CU’s Gemmill Library of Engineering, Mathematics and Physics celebrated Ada Lovelace Day by inviting students to create or update Wikipedia articles about women in the STEM (science, technology, engineering and mathematics) fields.
Ada Lovelace was an English mathematician from the 19th century who worked on the analytical engine, an early mechanical form of the computer. She is credited as the first computer programmer and is often used as a symbol of women’s importance to the STEM fields.
“Today’s event is really to increase the profile of women in STEM by adding or editing articles in Wikipedia,” said Mark Locy, outreach and student success specialist. “Wikipedia has a whole project where they want to increase the number of articles that they have about women scientists, so we’re glomming on to that and saying ‘Hey, come to this event and we’ll show you how to create/edit/update an article.’ ”

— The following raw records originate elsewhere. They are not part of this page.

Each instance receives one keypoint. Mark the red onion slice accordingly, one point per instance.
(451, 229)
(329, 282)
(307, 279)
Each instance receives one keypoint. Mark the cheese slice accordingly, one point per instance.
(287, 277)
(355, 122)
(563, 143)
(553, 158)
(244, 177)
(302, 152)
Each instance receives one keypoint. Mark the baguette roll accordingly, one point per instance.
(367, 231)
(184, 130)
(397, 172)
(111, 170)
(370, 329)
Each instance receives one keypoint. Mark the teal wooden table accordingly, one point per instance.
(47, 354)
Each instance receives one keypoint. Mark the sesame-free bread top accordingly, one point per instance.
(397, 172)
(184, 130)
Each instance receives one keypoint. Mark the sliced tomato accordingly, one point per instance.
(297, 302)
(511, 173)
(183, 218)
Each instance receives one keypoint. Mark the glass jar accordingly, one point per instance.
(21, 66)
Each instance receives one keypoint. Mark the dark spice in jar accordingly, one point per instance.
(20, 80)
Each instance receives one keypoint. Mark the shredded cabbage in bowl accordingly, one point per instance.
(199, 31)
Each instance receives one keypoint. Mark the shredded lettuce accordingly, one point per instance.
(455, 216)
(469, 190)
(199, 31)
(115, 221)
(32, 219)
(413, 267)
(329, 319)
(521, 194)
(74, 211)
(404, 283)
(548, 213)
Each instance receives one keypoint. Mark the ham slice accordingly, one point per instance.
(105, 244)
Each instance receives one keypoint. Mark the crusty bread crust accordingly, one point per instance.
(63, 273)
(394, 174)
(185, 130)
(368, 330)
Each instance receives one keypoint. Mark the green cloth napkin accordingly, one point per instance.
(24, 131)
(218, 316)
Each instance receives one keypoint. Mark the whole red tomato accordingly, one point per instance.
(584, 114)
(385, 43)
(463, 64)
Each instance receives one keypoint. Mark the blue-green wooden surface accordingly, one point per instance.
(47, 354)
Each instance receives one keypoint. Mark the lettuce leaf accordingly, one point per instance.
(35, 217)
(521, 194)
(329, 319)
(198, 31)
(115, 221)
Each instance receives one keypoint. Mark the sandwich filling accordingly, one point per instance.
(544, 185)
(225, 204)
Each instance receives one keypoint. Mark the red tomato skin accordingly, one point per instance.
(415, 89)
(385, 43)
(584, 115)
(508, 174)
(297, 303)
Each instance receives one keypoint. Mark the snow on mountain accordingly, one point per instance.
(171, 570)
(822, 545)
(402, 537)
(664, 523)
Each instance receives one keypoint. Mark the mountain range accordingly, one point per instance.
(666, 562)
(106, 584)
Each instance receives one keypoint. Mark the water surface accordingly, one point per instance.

The staff hosted the event in one of the library’s rooms, offering coffee and refreshments to students who participated. They used books from the library as well as encyclopedias, obituaries and scholarly databases to find information for their articles. The women expanded articles on influential female STEM trailblazers like Gladys Hobby, a microbiologist who contributed to the development of penicillin, and Arete of Cyrene, a 4th-century Greek philosopher.
“I think it fits really nicely with the library because Wikipedia’s a major information source that people use all the time, and we can help make it better with the resources we have,” said Rebecca Kuglitsch, head of the Gemmill Library.